LAKERS TORNANO AL SUCCESSO, OK GLI HEAT – Nonostante l’assenza di Steve Nash, tornano alla vittoria i Lakers (4-5), imponendosi nettamente tra le mura amiche per 116-95. Ha pagato la mossa di Mike D’Antoni di schierare Jordan Hill in quintetto: quest’ultimo ha avuto un ottimo impatto, risultando il miglior marcatore ed allo stesso tempo rimbalzista della serata con una doppia-doppia da 21 punti e 11 rimbalzi. Dopo un primo quarto combattuto, i gialloviola hanno scardinato la resistenza avversaria con una seconda frazione da 33-20, frutto di un irreale 65% dal campo. Nella ripresa i Pelicans (3-5) non sono mai riusciti a scendere sotto la doppia cifra di svantaggio. I Lakers hanno confermato che nelle vittorie la panchina è sempre determinante: Nick Young ha segnato 17 punti, Xavier Henry 15, Jordan Farmar 8 con 9 assist. Per New Orleans da segnalare i 17 punti di Eric Gordon ed i 15 con soli 5 rimbalzi di Anthony Davis.
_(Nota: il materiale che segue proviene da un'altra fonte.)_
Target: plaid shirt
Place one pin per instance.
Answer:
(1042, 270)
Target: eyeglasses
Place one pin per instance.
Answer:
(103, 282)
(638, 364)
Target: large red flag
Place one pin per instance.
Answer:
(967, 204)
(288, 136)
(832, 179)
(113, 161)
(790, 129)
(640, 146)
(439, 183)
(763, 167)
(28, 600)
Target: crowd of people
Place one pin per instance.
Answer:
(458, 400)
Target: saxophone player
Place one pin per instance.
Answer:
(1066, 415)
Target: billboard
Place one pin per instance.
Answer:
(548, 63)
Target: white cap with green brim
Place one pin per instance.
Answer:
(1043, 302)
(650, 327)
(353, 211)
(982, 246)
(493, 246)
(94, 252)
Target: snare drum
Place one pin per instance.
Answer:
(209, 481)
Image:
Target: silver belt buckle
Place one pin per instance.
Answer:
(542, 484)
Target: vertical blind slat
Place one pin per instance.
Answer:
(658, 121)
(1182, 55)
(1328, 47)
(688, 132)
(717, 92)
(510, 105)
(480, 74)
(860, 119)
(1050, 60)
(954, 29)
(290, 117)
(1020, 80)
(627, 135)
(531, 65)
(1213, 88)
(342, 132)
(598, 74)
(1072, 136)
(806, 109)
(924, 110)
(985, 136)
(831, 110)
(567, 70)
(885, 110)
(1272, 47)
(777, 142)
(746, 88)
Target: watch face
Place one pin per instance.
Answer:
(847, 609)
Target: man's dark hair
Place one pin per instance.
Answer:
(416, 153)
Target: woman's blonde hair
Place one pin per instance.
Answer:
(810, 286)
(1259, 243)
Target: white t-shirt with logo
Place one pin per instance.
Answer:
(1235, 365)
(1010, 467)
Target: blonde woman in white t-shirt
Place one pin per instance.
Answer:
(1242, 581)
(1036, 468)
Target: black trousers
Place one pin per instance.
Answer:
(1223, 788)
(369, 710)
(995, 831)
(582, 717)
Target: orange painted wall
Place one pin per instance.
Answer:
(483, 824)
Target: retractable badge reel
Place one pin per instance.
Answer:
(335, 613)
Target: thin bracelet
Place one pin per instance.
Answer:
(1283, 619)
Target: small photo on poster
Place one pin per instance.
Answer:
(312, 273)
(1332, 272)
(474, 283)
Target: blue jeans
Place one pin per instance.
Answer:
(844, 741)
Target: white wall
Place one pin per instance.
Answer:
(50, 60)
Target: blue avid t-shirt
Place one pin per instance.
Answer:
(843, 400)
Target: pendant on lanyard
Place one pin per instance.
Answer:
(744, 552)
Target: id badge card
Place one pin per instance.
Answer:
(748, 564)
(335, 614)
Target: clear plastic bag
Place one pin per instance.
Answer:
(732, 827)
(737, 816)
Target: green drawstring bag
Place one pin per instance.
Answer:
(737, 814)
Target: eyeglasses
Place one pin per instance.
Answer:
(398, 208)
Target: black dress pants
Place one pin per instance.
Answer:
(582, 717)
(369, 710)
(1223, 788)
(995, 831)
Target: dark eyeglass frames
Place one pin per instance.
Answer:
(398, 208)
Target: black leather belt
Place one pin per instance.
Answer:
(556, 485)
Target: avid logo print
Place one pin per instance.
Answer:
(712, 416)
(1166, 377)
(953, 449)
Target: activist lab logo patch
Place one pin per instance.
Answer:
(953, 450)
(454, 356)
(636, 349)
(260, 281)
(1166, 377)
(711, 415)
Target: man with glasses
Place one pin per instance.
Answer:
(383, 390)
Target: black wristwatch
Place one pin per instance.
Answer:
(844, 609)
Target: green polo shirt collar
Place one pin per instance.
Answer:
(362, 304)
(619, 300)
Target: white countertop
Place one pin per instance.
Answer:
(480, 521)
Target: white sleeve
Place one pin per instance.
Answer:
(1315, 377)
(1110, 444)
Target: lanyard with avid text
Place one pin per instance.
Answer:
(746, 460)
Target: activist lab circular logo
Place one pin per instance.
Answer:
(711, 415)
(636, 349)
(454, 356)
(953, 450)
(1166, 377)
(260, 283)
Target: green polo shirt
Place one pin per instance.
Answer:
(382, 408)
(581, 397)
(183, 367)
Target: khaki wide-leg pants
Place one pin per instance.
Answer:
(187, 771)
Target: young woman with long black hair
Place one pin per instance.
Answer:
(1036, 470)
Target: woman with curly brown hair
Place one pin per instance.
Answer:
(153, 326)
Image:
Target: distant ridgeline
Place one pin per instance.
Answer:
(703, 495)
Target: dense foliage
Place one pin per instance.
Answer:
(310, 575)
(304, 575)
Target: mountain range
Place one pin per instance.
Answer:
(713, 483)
Serata di normale amministrazione per gli Heat (5-3), che asfaltando i Bucks per 118-95. LeBron James, alla 503esima doppia cifra consecutiva, ha segnato la bellezza di 33 punti con un ottimo 13/21 dal campo, guidando i suoi ad una facile vittoria dopo aver perso due giorni fa con i Celtics allo scadere. Dopo aver dominato il primo tempo, nel terzo quarto Miami ha dato il colpo di grazia ai Bucks con un parziale di 28-17 che ha chiuso la partita con largo anticipo. Dal punto di vista individuale, da segnalare la bella prova di Michael Beasley, che ha segnato 19 punti con 6/9 da due e 2/3 da oltre l’arco in soli 19 minuti.

NOTTE NEL SEGNO DEL 95 – Piccola curiosità: tutte e quattro le partite della notte sono terminate con una vittoria netta e meritata da parte della squadra in casa. Nulla di particolarmente strano, se non fosse che i team ospiti si sono fermati a quota 95 punti segnati in tutti gli incontri, mentre le avversarie hanno scollinato oltre i 100 punti.